Why One Dress?

Many of the girls who are trafficked only have One Dress.
We are wearing One Dress to remind us each day that wearing only One Dress is reality for these girls.

Tuesday, July 12, 2011

In reality how are expoiters dealt with?

Many laws can apply to exploiters including: Pandering, Pimping, Kidnapping, Trafficking of persons for labor or sexual servitude, Keeping a place of prostitution, Child molestation (and many more). 

But in reality how are exploiters usually dealt with?
Federal and state law exist to facilitate the prosecution of exploiters.  According to a 2009 report from Georgia Care Connection, of the 33 children served that year, "the traffickers of 3 children are in law enforcement custody and each of these clients is assisting with the prosecution of their trafficker(s).  An additional 3 clients are assisting law enforcement in building a case against their trafficker(s).  These 6 clients equate to 18% of clients working to prosecute their exploiter."

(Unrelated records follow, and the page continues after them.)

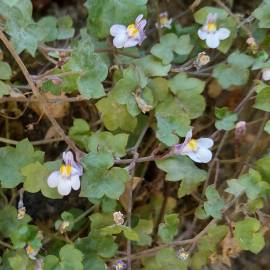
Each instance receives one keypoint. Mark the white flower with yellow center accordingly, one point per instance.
(68, 176)
(130, 36)
(211, 34)
(164, 21)
(197, 150)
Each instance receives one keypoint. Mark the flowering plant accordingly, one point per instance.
(134, 134)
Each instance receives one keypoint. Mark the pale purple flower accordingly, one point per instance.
(120, 265)
(68, 176)
(130, 36)
(211, 34)
(197, 150)
(164, 21)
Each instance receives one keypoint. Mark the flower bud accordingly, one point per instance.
(201, 60)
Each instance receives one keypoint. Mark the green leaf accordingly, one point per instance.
(36, 176)
(115, 115)
(214, 203)
(104, 13)
(182, 168)
(235, 72)
(171, 121)
(228, 75)
(98, 161)
(250, 183)
(262, 13)
(9, 224)
(98, 181)
(5, 71)
(17, 259)
(124, 90)
(66, 84)
(186, 47)
(169, 44)
(188, 92)
(144, 230)
(91, 66)
(159, 87)
(24, 32)
(152, 67)
(240, 59)
(165, 259)
(80, 132)
(65, 29)
(50, 262)
(263, 166)
(130, 234)
(207, 245)
(263, 100)
(200, 16)
(4, 89)
(247, 233)
(14, 159)
(106, 141)
(168, 230)
(225, 119)
(112, 229)
(70, 258)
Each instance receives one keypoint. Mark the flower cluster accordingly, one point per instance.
(68, 176)
(197, 150)
(164, 21)
(130, 36)
(118, 218)
(211, 34)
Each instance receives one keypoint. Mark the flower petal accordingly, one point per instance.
(68, 157)
(119, 41)
(64, 186)
(193, 156)
(77, 169)
(223, 33)
(117, 29)
(205, 142)
(131, 42)
(212, 40)
(138, 19)
(187, 138)
(140, 26)
(202, 34)
(53, 179)
(75, 182)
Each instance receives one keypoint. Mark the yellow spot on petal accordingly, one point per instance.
(29, 249)
(163, 20)
(193, 145)
(132, 30)
(211, 27)
(65, 170)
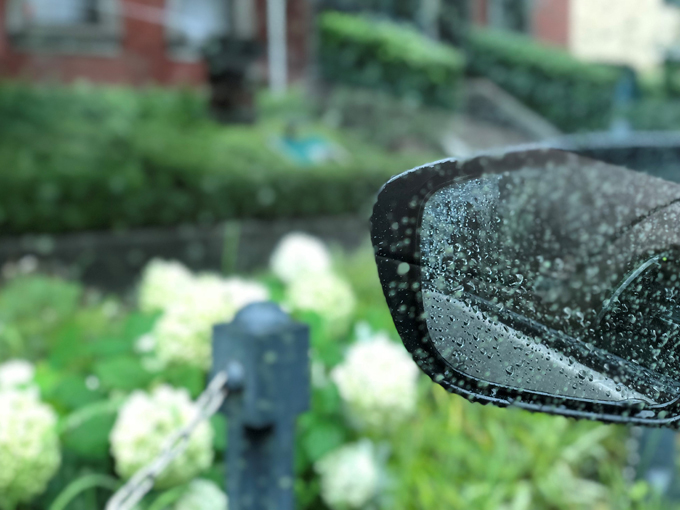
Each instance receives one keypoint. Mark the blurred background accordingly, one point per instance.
(165, 162)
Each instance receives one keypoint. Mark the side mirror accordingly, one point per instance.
(540, 279)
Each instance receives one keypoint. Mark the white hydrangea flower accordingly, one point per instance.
(350, 475)
(377, 382)
(298, 254)
(29, 446)
(163, 283)
(182, 336)
(202, 495)
(144, 424)
(326, 294)
(16, 374)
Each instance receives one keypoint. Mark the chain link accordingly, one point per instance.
(143, 480)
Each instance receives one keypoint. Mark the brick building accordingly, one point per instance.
(133, 41)
(633, 32)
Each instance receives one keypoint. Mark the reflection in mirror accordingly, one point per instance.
(563, 280)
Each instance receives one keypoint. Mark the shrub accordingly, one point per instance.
(77, 158)
(396, 58)
(572, 94)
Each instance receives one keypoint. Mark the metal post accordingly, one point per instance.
(272, 353)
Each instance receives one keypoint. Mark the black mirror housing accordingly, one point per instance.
(477, 297)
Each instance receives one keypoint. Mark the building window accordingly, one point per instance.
(191, 23)
(66, 26)
(511, 15)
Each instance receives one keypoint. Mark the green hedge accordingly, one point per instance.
(77, 158)
(360, 51)
(572, 94)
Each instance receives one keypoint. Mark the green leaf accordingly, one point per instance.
(124, 373)
(78, 486)
(219, 425)
(191, 378)
(90, 439)
(322, 439)
(71, 392)
(107, 347)
(138, 324)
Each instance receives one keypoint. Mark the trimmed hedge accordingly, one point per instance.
(572, 94)
(81, 158)
(384, 55)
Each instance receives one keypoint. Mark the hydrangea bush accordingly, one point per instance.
(29, 445)
(144, 424)
(96, 386)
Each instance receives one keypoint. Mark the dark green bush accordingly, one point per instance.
(655, 114)
(90, 158)
(572, 94)
(360, 51)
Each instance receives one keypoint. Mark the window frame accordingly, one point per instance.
(101, 38)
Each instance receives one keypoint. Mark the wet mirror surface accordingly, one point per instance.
(561, 278)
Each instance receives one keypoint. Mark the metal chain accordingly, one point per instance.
(143, 480)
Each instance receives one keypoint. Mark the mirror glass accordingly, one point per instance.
(561, 278)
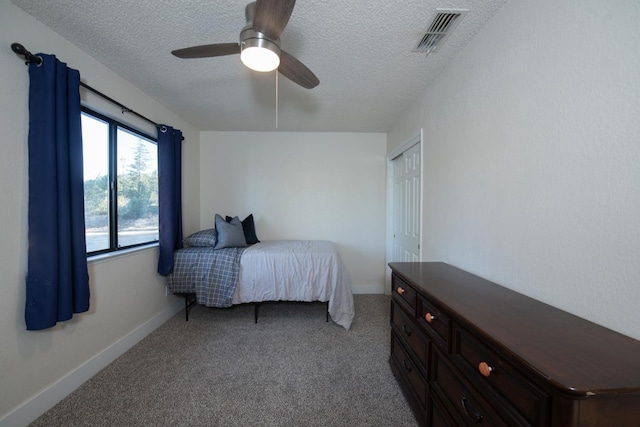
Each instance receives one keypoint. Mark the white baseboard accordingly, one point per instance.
(367, 289)
(50, 396)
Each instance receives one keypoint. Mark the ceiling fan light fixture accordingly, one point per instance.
(260, 54)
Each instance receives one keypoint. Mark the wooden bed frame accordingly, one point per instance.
(190, 301)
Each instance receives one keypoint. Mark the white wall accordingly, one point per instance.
(532, 157)
(127, 296)
(324, 186)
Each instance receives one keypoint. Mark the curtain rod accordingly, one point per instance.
(29, 58)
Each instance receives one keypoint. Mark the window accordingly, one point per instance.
(120, 185)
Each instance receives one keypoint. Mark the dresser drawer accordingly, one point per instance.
(519, 398)
(404, 293)
(465, 404)
(408, 369)
(411, 335)
(433, 320)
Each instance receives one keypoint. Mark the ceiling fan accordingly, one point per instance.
(259, 44)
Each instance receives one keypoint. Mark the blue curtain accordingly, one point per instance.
(57, 275)
(169, 195)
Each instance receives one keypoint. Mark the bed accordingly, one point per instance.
(275, 270)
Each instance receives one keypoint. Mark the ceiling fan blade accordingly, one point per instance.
(271, 16)
(296, 71)
(207, 50)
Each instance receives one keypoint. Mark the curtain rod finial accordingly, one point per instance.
(28, 56)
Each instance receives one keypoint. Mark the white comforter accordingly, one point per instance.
(296, 270)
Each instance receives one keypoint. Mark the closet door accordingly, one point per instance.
(406, 205)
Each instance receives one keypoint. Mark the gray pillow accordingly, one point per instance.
(203, 238)
(230, 234)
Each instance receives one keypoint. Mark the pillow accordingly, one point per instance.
(202, 238)
(249, 229)
(230, 234)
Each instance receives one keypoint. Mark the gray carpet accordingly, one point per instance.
(221, 369)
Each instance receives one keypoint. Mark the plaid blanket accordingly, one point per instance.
(211, 274)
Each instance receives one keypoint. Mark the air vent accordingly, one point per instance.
(443, 23)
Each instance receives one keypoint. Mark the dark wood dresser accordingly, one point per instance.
(467, 351)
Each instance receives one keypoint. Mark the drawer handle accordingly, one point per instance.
(474, 414)
(406, 330)
(485, 369)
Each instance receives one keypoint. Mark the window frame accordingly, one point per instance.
(113, 126)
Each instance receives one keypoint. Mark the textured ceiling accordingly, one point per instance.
(361, 50)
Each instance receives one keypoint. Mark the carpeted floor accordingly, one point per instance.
(221, 369)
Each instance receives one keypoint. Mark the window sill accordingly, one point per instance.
(97, 259)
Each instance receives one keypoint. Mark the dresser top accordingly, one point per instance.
(575, 355)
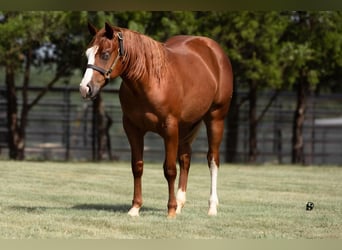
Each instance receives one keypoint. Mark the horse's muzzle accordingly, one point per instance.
(85, 91)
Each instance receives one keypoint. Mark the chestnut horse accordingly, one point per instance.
(168, 88)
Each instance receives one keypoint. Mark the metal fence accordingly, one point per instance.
(60, 128)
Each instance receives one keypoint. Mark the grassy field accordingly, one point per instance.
(87, 200)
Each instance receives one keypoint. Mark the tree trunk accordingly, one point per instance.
(253, 122)
(15, 142)
(299, 117)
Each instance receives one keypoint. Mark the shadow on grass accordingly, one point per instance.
(119, 208)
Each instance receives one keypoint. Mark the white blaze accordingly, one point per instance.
(213, 200)
(90, 53)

Many traffickers recruiting and grooming very young girls operate with impunity in the state.
The following true story illustrates how offenders often elude arrest and prosecution: The DeKalb police stopped a vehicle in an area known for juvenile prostitution.  In the car were four people including a very young girl and three unrelated males.  The officer learned that the occupants of the car were unlrelated.  The driver had an outstanding warrant for a drug charge.  The young girl was a runaway.  She had a hand written list of phone numbers with men's first names with her and a cell phone at the time of arrest.  The officer took the child and the driver into custody for previously filed concerns and, seeing no ther illegal activity, let the other two go.  The girl was never interviewed by law enforcement as a victim witness because nothing aroused suspicion for the arresting officer that she may have been in forced prostitution or that these other men might have been selling or buying her for sex.  The girl was booked into juvenile detention.

Later, it is learned that the young girl was 14 and has had repeated runaways.  After an astute juvenile probabtion officer who suspects CSEC referred the case to the CEASE program based in Fulton Co Juvenile Court, the child discolsed that she has been having sexual relations with eight or more adult men for some time.

-Story found in the Introduction to CSEC created by the Georgia's Governor's Office of Children and Families.